Angela: I can see on a much lower scale, kind of like when you have been sober for a little bit, if you show emotion or go through a tough time, sometimes it’s hard to talk about it because you’ve got a little bit of time and people with some sober time shouldn’t be having these kinds of problems.
Angela: So my last question for you though, is, for those of us in recovery, how can we support our healthcare workers during this time? Do you have any suggestions of things that would be helpful for us so that we can be a community and support them in a way that’s useful?
Rich: Well, I think Angela that you mentioned that you have some friends who are healthcare workers or people you know who are healthcare workers. I think that really checking in with them that you can on a deeper level than simply asking how it is going. Really, let them know that you care. I guess that’s the thing, it’s empathy. That essay I sent you guys that she talked about, she finally spoke up and other people said, “Yeah, I’m having a tough time too.” She was expecting scorn and shame, and she got a lot of empathy reflected back.

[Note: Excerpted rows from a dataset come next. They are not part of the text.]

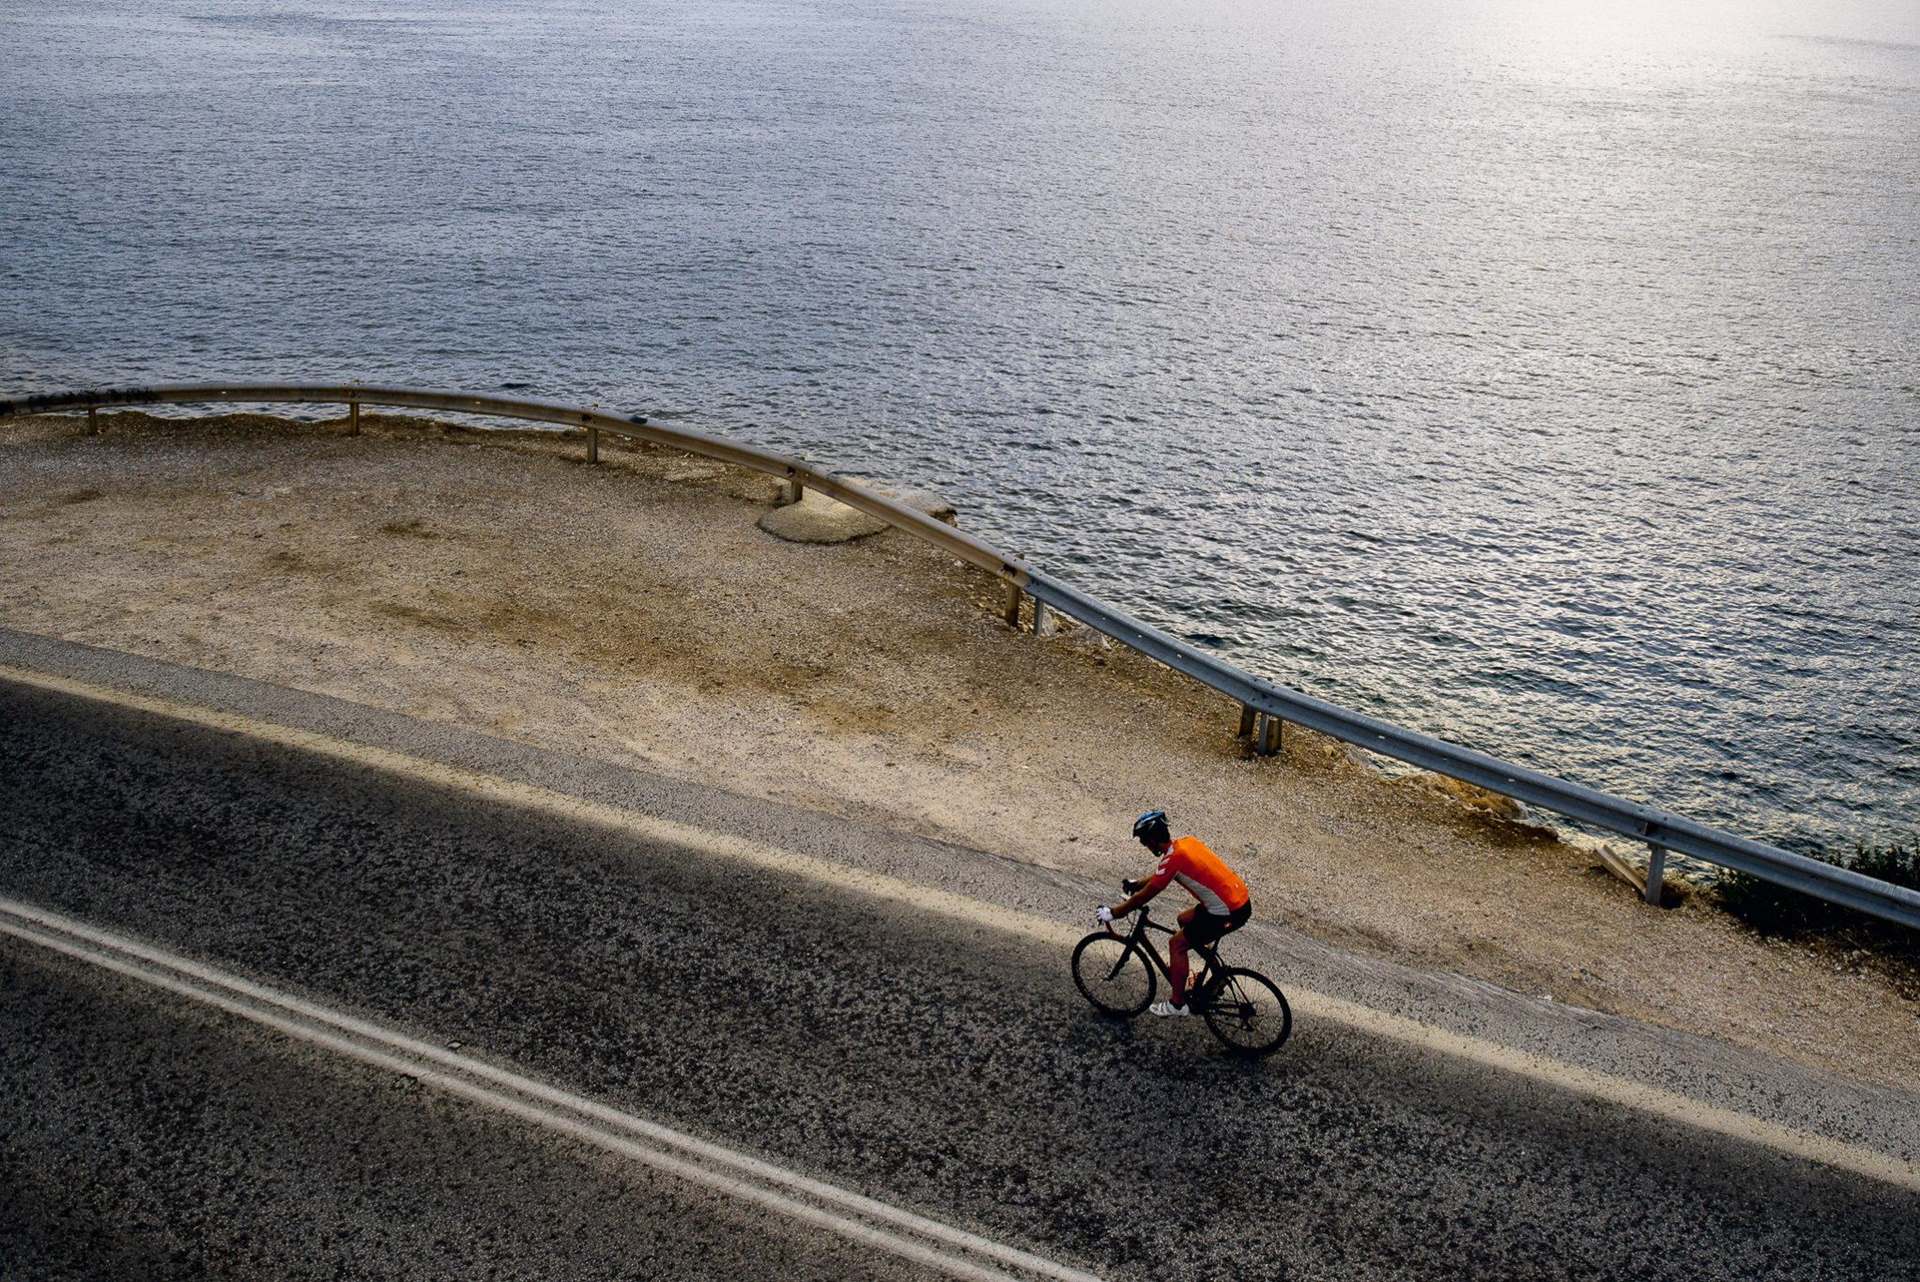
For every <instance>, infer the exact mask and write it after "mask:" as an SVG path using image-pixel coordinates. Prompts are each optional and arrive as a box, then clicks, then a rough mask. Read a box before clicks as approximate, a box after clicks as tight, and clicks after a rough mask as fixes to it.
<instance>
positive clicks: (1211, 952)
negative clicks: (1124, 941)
mask: <svg viewBox="0 0 1920 1282" xmlns="http://www.w3.org/2000/svg"><path fill="white" fill-rule="evenodd" d="M1106 929H1108V933H1110V935H1114V937H1116V938H1123V940H1127V942H1129V944H1137V946H1139V948H1140V952H1144V954H1146V956H1148V958H1152V961H1154V967H1156V969H1158V971H1160V973H1162V975H1165V979H1167V988H1169V990H1171V988H1173V971H1171V969H1167V961H1165V958H1162V956H1160V950H1158V948H1154V940H1152V938H1150V937H1148V931H1160V933H1162V935H1179V933H1181V927H1171V925H1160V923H1158V921H1154V917H1152V914H1148V912H1146V906H1144V904H1142V906H1140V908H1137V910H1135V912H1133V931H1131V933H1129V935H1121V933H1119V931H1116V929H1114V925H1112V923H1108V927H1106ZM1215 946H1217V944H1190V948H1192V950H1194V952H1198V954H1200V960H1202V961H1206V967H1204V969H1202V971H1200V975H1213V973H1217V971H1223V969H1227V967H1225V965H1221V960H1219V954H1217V952H1215ZM1200 975H1188V981H1194V979H1198V977H1200ZM1198 986H1200V985H1194V983H1188V992H1192V988H1198Z"/></svg>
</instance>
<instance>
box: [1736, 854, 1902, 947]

Rich: I think just being open and listening, whether they’re in recovery or not. You may hear some things that you may not want to hear.
Angela: Just being there and listening, being willing to hold the space for them so they can talk about it and not fall apart.
Rich: Exactly, we… Exactly.
John: One final question for you, Rich, that is coming from Johnny, and you may have already answered this, but he’s curious what you think about naltrexone.
Rich: Again, everything is on the table. As far as I know, for alcohol anyway, it’s an off-label use, I believe, don’t quote me on that. I have had friends in recovery who it has really helped, so yeah, I think, again, supervised by someone who’s an expert in its use, I think it can be a helpful tool. If it works for you, I’m all for it. Even if I don’t agree with it, or it’s not for me. Whatever keeps you going.
John: Rich, thank you gain.
Angela: Thank you so much.
John: So you, that’s it.
John: That’s another episode of AA Beyond Belief, the podcast.
John: Thank you everybody for listening, and thank you for your patience. I think that the Internet machine wasn’t working so well for us today, but that’s okay. We all had a good time.
John: So one last thing, thank you, people for donating to AA Beyond Belief. It’s been fantastic to see the extra contributions in our Patreon page. The patron site wasn’t doing anything for a long time, and now we’re getting a lot of these dollar contributions. Again, I just can’t tell you how much that helps. So, if anyone out there wants to do that, just make one dollar a month contribution, you can do that at patron.com/aabeyondbelief. It’s something we really do appreciate.
John: So, thank you. Thank you for giving me this opportunity. Thank you, Angela. Again, it’s always great to have you on this podcast with me. Thank you, Rich, and best of luck to us all as we somehow make it through these difficult times.